Admito que la investigación de los mitos basada en la fe conlleva el riesgo de abusar de teorías y posibilidades románticas, pero el incrédulo debe hacer frente a un peligro de idéntica envergadura: el hecho de que su escepticismo rechaza, a través de la razón, cualquier vestigio de verdad.

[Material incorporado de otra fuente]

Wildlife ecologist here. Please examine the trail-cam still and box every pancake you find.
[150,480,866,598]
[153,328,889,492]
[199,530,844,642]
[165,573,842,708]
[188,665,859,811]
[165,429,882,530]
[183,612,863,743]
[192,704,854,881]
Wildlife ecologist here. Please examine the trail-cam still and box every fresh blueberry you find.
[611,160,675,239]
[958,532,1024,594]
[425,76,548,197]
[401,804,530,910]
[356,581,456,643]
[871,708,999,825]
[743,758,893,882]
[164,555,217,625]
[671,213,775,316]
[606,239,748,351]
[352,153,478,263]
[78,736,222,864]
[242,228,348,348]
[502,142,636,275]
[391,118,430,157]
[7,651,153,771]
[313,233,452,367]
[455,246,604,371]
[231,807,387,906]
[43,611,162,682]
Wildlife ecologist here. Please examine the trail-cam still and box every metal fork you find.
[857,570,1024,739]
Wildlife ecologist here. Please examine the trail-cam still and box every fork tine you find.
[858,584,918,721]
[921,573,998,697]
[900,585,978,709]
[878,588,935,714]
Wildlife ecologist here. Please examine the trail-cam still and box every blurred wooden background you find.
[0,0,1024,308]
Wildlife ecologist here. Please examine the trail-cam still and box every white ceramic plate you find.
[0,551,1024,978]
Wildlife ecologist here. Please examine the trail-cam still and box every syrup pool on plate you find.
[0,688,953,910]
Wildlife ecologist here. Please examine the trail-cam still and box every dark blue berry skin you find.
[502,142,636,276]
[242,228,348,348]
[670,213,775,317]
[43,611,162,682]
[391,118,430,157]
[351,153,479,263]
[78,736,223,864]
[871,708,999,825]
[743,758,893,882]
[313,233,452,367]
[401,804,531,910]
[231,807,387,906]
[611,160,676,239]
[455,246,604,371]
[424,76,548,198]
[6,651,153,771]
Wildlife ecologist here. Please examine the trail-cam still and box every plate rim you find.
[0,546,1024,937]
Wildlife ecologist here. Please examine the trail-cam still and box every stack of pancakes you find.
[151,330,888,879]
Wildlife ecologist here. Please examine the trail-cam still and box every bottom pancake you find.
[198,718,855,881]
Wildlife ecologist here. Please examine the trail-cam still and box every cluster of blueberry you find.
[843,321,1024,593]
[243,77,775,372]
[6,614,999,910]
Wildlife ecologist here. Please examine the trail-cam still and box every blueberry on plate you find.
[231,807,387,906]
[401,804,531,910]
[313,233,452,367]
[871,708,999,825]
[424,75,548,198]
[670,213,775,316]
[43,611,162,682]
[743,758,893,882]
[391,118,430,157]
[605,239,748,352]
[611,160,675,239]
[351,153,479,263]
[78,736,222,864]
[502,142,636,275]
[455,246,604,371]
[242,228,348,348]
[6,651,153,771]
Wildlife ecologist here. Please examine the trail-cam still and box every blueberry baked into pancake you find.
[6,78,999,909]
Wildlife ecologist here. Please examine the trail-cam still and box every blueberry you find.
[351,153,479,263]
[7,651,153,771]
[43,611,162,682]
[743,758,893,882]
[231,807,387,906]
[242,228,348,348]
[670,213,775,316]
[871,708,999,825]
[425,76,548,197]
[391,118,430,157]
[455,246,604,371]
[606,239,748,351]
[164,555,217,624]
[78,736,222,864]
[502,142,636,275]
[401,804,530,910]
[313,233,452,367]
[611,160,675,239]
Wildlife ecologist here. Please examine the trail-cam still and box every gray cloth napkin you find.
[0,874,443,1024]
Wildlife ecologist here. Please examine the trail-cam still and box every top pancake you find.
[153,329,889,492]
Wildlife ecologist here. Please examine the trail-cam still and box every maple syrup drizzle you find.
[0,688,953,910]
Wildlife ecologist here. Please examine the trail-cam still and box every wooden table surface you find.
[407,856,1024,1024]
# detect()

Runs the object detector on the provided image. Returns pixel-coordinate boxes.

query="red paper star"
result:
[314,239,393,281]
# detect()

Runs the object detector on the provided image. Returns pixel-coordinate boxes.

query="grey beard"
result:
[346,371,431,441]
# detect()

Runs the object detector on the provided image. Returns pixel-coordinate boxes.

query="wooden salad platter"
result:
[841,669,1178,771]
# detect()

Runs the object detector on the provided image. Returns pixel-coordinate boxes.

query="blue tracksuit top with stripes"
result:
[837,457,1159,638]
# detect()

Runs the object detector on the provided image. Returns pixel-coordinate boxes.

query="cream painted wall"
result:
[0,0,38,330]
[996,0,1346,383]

Lo sé: a menudo me han tachado de poco científico, de viejo loco.
Y efectivamente lo soy.
Pero yo considero mi insensatez como un título honorífico, como una sana terapia frente al escepticismo que ha sojuzgado a demasiados de mis coetáneos. Esa enorme reticencia reprime toda estrategia para descubrir revelaciones inspiradas.
WIRTER GYLF DE DEEMSTER,
Fragmentos de los escritos de Cuensins,
capítulo 5 «Rechazo del Incrédulo», año 6108
A Dotar no parecía molestarle la herida. Avanzaba a paso ligero; a Lethe y Pit les costaba mantener el ritmo. Al rato, llegaron a un cruce. Ante ellos, el corredor que venían siguiendo se había derrumbado en parte. Pero no pudieron encontrar nada parecido a un sello en ninguno de los otros pasadizos.
—Supongo que el sello debe de estar bajo los escombros —dijo Pit, titubeando.
Lethe observó el pasillo.
—Comprobemos los demás pasadizos de nuevo —replicó—. Si no encontramos nada, eso significa que debemos seguir avanzando por el mismo corredor.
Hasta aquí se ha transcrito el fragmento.